Pubdate: Tue, 26 Aug 2014
Source: Edmonton Sun (CN AB)
Page: 7
Copyright: 2014 Canoe Limited Partnership.
Contact: http://www.edmontonsun.com/letter-to-editor
Website: http://www.edmontonsun.com
Details: http://www.mapinc.org/media/135
Author: Tony Blais

REMAND GUARD SAYS HE SMUGGLED DRUGS AFTER INMATE THREATS

An Edmonton Remand Centre guard who smuggled drugs for inmates is
claiming he did it because he was threatened by a big-time drug dealer
tied to the Hells Angels.

Testifying Monday at his Court of Queen's Bench sentencing hearing,
James Johnstone said his ordeal began when he was doing a security
check in Jeffrey Caines' cell and the inmate blocked the door and told
him he knew his address and phone number and his mother's address.

Johnstone said the large and muscular convicted cocaine kingpin then
told him that if he didn't bring in a package for him, someone would
be "paying my mom and I a visit."

Johnstone, 24, told court he didn't report the threat because he was
"scared" and in a "state of panic" and had had some negative issues
with his supervisors.

Then, when he got a text from an unknown person telling him where to
go to pick up the package, he said the threats became "more real" and
he did what he was told.

"I was afraid that Caines, knowing his affiliation with the Hells
Angels and his violent temper, would do something to follow through on
what he had said. I was thinking he would kill," said Johnstone. "I
was feeling just petrified and trapped and I felt like I had no one to
turn to."

Johnstone, who turns 25 on Saturday, has pleaded guilty to trafficking
in a controlled substance.

According to agreed facts, Johnstone was employed as an ERC guard
between January 2009 and April 2011.

During an investigation known as Project Gracchus involving Johnstone,
Caines and other ERC inmates, it was evident from phone conversations
that Johnstone twice brought packages containing drugs into the
facility and at one time charged $1,000 as a fee for this service.

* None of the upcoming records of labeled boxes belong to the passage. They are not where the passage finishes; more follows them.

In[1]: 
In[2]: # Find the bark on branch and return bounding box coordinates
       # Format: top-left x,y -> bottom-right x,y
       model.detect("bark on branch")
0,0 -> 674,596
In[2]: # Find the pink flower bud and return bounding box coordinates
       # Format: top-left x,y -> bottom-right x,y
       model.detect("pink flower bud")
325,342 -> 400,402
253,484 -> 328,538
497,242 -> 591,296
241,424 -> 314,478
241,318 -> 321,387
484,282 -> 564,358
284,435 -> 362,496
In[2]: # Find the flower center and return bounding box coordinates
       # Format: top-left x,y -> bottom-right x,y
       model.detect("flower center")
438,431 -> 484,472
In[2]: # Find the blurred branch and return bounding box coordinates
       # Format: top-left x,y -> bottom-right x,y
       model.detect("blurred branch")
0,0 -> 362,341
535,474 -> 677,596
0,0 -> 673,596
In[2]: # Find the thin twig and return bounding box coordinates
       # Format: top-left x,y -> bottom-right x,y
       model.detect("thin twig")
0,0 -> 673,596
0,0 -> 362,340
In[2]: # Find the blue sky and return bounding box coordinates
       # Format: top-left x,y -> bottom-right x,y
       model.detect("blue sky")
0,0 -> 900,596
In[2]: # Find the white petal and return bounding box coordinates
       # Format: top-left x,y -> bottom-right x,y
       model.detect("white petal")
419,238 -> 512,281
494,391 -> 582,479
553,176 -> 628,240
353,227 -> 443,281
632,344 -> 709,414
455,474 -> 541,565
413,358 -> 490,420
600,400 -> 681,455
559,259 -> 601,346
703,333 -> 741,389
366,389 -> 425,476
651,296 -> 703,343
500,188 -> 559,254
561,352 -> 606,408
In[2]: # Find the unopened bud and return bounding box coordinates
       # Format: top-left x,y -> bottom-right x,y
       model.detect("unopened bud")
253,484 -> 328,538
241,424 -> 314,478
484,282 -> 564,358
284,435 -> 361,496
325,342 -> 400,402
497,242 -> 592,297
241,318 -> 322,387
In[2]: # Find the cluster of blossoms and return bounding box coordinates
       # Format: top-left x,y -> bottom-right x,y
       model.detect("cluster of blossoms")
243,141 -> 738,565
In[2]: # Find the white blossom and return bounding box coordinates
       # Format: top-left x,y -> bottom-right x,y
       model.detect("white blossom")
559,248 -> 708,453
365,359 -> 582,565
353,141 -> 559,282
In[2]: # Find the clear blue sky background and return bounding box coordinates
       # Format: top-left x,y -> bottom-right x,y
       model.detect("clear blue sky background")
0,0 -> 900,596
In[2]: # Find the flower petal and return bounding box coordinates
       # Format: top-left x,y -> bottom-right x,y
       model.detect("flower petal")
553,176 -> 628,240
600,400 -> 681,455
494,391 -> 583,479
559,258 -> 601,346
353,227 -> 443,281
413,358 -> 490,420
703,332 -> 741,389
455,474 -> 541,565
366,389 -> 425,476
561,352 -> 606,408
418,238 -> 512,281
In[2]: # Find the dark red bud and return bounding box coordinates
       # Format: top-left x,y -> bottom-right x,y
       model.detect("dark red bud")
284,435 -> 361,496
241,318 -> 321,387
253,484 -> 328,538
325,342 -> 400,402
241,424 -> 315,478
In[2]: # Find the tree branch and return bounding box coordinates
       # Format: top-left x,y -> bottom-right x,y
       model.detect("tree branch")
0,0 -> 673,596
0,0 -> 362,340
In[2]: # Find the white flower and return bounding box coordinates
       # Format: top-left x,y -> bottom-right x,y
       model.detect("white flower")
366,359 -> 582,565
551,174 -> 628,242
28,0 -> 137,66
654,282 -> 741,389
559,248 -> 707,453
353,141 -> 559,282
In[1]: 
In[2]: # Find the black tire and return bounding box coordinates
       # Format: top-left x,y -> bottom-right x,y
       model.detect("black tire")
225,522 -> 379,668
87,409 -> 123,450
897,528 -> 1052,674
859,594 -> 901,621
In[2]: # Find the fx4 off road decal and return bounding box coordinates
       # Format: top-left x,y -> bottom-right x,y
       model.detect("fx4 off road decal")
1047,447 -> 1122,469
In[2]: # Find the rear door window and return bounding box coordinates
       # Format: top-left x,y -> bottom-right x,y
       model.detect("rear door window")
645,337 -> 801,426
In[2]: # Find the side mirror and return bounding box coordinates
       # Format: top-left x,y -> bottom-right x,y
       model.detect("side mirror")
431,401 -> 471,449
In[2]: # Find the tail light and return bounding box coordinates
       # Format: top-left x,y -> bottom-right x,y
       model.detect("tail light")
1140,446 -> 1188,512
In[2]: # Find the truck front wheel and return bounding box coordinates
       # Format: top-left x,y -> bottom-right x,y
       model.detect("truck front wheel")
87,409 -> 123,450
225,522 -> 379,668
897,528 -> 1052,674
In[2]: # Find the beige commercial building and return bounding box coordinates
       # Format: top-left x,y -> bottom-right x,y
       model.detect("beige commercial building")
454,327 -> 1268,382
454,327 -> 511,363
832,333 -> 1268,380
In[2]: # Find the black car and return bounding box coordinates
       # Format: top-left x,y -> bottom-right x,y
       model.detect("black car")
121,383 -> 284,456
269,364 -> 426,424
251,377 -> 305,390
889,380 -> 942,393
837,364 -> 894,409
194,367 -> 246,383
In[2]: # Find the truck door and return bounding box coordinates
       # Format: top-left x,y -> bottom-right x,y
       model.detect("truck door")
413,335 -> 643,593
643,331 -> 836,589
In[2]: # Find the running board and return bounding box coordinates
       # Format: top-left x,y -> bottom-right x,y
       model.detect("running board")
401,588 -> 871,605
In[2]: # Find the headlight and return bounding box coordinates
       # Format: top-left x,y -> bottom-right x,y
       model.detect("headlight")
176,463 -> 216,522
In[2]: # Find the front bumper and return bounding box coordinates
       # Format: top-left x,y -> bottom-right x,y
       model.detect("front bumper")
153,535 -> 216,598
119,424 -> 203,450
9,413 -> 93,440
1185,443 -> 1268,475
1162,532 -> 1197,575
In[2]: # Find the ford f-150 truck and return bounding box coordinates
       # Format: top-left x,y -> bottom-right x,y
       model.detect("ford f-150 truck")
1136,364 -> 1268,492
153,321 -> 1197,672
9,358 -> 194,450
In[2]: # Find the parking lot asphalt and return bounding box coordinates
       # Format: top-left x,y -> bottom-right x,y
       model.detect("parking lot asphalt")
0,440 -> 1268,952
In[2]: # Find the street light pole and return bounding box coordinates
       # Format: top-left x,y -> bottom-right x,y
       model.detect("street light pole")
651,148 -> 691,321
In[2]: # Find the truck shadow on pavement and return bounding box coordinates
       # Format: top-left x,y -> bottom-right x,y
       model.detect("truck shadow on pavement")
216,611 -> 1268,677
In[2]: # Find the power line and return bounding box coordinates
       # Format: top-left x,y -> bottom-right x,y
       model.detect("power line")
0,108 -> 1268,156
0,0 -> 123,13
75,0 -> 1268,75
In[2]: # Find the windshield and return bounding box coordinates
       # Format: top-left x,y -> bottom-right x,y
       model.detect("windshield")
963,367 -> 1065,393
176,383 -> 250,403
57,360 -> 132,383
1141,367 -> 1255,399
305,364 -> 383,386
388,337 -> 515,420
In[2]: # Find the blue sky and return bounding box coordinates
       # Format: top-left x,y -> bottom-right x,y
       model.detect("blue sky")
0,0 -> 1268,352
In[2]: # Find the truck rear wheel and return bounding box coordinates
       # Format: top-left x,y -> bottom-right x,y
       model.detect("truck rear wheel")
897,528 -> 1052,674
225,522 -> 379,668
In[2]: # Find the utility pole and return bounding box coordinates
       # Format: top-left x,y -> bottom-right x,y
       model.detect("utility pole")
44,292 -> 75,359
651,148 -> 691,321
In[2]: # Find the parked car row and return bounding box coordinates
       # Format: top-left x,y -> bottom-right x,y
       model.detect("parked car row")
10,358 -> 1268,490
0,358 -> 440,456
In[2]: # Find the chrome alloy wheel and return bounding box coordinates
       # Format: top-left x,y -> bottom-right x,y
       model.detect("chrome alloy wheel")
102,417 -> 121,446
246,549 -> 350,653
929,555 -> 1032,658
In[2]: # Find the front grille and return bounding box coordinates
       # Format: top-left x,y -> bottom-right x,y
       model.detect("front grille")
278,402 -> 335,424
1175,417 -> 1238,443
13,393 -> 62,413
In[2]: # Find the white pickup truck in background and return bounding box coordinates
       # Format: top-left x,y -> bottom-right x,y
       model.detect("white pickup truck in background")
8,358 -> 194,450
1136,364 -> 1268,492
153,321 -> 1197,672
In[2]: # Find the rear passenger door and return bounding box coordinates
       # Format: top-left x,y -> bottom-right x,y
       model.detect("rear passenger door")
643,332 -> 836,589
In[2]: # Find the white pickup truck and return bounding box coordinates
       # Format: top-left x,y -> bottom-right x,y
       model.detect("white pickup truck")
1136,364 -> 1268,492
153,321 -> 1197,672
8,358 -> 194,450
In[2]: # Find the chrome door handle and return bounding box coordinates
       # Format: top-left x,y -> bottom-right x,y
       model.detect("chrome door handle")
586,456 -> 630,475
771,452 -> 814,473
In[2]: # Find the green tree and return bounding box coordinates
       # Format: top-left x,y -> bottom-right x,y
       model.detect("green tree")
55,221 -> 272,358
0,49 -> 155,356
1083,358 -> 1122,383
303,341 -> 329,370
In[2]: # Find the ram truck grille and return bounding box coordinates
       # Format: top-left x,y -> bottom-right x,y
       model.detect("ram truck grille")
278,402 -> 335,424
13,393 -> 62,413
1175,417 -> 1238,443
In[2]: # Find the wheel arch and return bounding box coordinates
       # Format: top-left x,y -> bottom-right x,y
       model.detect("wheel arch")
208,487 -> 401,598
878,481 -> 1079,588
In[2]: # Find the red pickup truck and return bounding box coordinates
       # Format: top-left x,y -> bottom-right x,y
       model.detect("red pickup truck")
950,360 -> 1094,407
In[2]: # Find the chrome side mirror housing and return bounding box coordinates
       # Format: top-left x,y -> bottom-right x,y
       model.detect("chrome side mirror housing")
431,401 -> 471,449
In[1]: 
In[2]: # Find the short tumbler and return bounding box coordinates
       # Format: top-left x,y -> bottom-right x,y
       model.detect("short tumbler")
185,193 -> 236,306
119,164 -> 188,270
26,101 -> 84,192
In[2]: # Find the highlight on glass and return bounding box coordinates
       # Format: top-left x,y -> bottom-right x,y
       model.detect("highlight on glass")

In the first instance, Johnstone smuggled in a package he was given
containing an unknown quantity of drugs sometime between Oct. 11 and
Oct. 14, 2010.

The second time involved a package containing five half-pound bags of
marijuana and an unknown amount of hashish being delivered between
Oct. 25 and Oct. 31, 2010.

After Johnstone was arrested, a search was done of his 2003 Honda CRV
and police found under the front seat a package containing four
lighters, four packs of Zig Zag rolling papers, pouches of tobacco, 85
grams of marijuana and eight spitballs of cocaine weighing 2.2 grams.

During Johnstone's arrest interview in April 2011, he admitted he
brought four packages into the ERC for inmates over a period of one
year prior to his arrest.

The Crown is seeking a prison term of five to six years while the
defence is looking for less based on Johnstone being psychologically
and emotionally fragile at the time.

Caines, 40, was handed a 14-year prison term on Oct. 7, 2011, after
admitting he was the head of a multi-kilo cocaine trafficking
operation in Fort McMurray.

Court has heard Caines paid the Hells Angels a fee so the outlaw
bikers would provide protection for his people.